Là où le bât blesse, c’est au niveau des viandes. Certes, elles sont de qualité relativement correctes, mais on ne peut pas dire qu’elles soient particulièrement originales : boeuf, poulet, dinde… et pour les plus aventureux chipolatas, lard, voire foie. Pas de quoi se pâmer franchement de plaisir. Heureusement que de l’agneau est proposé, permettant tout de même de relever le niveau. La viande cuit très rapidement. Ce qui implique, au bout d’un certain moment, de rappeler le serveur pour lui redemander de la graille. Là aussi, petit souci : les membres de l’établissement, eux, sont raisonnables, et ne vous rapportent que de toutes petites assiettes de viandasse. Le message est clair : certes, c’est « à volonté », mais pas la vôtre, de volonté. Cela dit, deux rappels de bidoche devraient sincèrement suffire à affoler votre taux de mauvais gras sur les parois de vos artères, donc rassurez-vous. Petit message à l’équipe de serveurs, au demeurant fort sympathique : pourquoi apporter authentiquement ce panaché de sauces mayos si imposant ? Avez-vous vu vraiment certains clients n’en manger ne serait-ce que la moitié? Si je peux me permettre, misez davantage sur la qualité que sur la quantité : elles ont sensiblement le même goût et ne mettent pas vraiment les viandes en valeur, là où même Hassan, chez Cool +, donne vraiment de lui-même pour rendre sa sauce blanche savoureuse et singulière. Et puis pourquoi, quitte à vendre la bidoche plus chère, ne pas chercher à la faire mariner, à la chiader un peu ? Mais je comprends, vous ne vous foulez plus vraiment. C’est une recette qui marche, donc pas la peine de prendre des risques…
Comptez tout de même 23 euros pour le bordel, soit deux fois le budget bouffe des étudiants résidant à Mansart, chaque semaine. Fais tes comptes, ça fait un bon paquet de steack-frites au RU : à ne pas négliger. La Braserade vous proposera également deux sortes de fondues de viandes, alternatives, qui peut s’avérer également appréciable. Dans le même genre…

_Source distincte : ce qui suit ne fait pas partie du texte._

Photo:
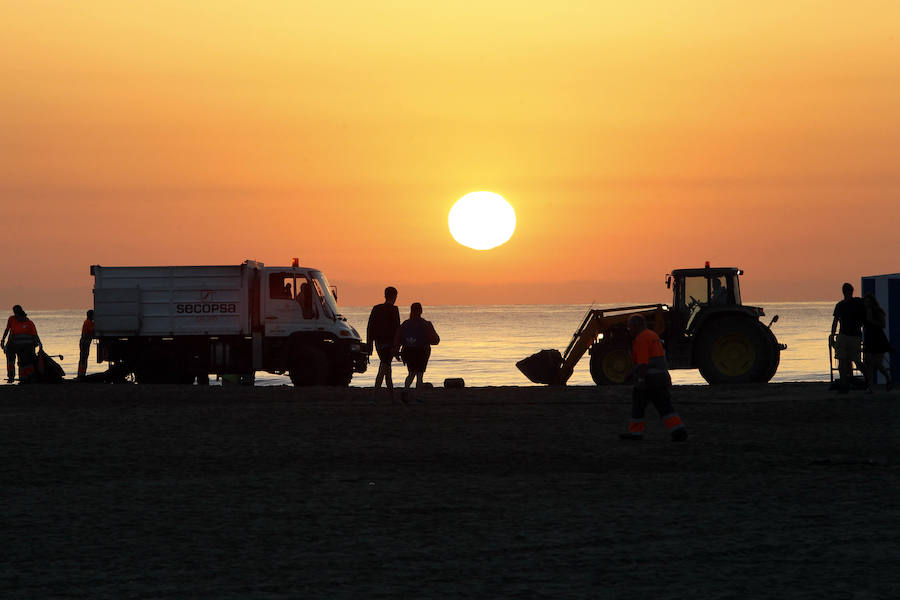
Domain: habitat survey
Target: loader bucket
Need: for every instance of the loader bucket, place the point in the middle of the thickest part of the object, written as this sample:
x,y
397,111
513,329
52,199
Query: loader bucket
x,y
542,367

La carte intègre un nombre conséquent de digestifs – de la poire, de la prune, mais aussi des hard liquors à la fraise des bois et à la framboise vouées à dissoudre toutes ces parties d’animaux que vous avez intégrées à votre carcasse, sans aucun égard pour l’écosystème. Pour résumer, et comme vous vous en doutiez, voilà un petit restaurant sans prétention, qui mise avant tout sur la convivialité. On vous le recommande pour une soirée entre potes ventripotents, le lieu étant par ailleurs assez bruyant.